Shailene Woodley Attends Climate Change Rally as Actress Faces Trial in January for Pipeline Protest Arrest
Shailene Woodley isn’t letting her arrest stop her from standing up for what she believes in.
Nearly two weeks after being arrested while participating in a protest against the construction of the Dakota Access Pipeline, Woodley stood front and center at yet another environmental rally.
The actress, 24, attended the Climate Revolution demonstration at MacArthur Park in Los Angeles on Sunday aimed at eradicating the ongoing use of fossil fuels and other harmful elements that contribute to climate change.
The appearance comes amid news that the actress is now set to stand trial in January over charges stemming from her protest arrest. The Associated Press reports that a trial date has been scheduled for Jan. 25 in Mandan, North Dakota. If convicted, the actress could be sentenced to up to two months in prison and hit with a $3,000 fine.
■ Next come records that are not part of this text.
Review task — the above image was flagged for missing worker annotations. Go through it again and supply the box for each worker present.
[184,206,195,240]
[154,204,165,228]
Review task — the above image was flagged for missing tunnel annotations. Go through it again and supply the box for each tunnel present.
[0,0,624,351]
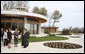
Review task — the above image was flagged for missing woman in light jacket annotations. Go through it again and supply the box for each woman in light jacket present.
[3,29,8,46]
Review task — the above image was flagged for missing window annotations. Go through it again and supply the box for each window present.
[12,23,17,30]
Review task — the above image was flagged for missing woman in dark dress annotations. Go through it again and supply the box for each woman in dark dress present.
[14,28,19,47]
[22,29,29,48]
[7,28,12,48]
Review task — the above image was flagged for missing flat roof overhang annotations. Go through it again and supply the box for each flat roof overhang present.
[1,10,47,23]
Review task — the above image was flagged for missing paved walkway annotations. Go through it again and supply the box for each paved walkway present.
[1,35,84,53]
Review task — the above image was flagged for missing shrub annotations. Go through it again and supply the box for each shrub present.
[48,34,56,36]
[62,29,71,35]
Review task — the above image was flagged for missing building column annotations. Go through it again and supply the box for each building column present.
[38,21,41,34]
[24,17,27,29]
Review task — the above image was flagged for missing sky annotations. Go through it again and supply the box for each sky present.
[29,1,84,30]
[0,1,84,31]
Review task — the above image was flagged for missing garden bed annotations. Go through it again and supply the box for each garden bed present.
[43,42,82,49]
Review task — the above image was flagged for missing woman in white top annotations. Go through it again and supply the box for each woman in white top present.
[3,29,8,46]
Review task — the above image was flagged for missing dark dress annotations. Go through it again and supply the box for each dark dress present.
[7,32,12,43]
[1,30,4,42]
[22,32,29,47]
[14,32,19,44]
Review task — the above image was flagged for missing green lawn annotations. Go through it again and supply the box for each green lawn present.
[19,36,69,42]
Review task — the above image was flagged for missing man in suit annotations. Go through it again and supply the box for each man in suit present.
[22,29,29,48]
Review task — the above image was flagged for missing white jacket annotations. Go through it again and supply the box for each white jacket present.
[3,32,7,39]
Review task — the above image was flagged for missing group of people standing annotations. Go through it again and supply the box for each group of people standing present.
[1,28,29,48]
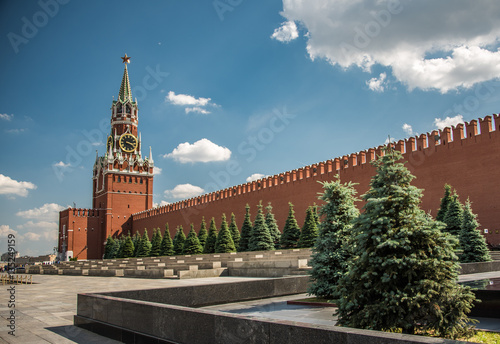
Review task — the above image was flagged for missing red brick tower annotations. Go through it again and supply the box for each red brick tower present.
[58,54,154,260]
[92,54,154,241]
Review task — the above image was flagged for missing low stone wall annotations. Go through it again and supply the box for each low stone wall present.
[74,276,455,344]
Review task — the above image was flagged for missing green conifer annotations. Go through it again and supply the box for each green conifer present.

She has pleaded not guilty to the charges.
At Sunday’s rally, Woodley donned red face paint and a T-shirt promoting her opposition of the Dakota Access Pipeline as she stood among fellow demonstrators.
The event, which kicked off with the rally, also included a concert featuring performances by Ozomatli, Gabriel Mayers and the L.A. River Choir.
She uploaded a clip of the rally to her Instagram account, showing demonstrators as they marched down the street chanting and carrying signs objecting to the construction of the Dakota Access Pipeline.
“#NoDAPL March right now in LA. we stand with you standing rock,” she wrote.
Woodley was charged with criminal trespassing and engaging in a riot on Oct. 10 while protesting the construction of the pipeline in Bismarck, North Dakota.
WATCH: Shailene Woodley Gets Emotional Talking About Her Recent Arrest at the EMAs
Following her release from jail, she penned a revealing essay in which she described the importance of protesting peacefully and raising awareness for environmental and social causes.
“The reason we were freezing our a—es off on Oct. 10 in peaceful protest was because the night before (mind you, right after the presidential debate and on the eve of Indigenous Peoples’ Day—coincidence?) the U.S. Court of Appeals denied an injunction to halt construction of the pipeline,” she wrote. “As in: They began building once again.”
“The Dakota Access Pipeline, my friends, is not another time to ignore, mistreat and turn a blind eye to Native Americans,” she continues, adding “What if we took the hashtag #FreeShailene and made it #ProtectCleanWater, or #HonorNativeTreaties, or #IStandWithStandingRock?”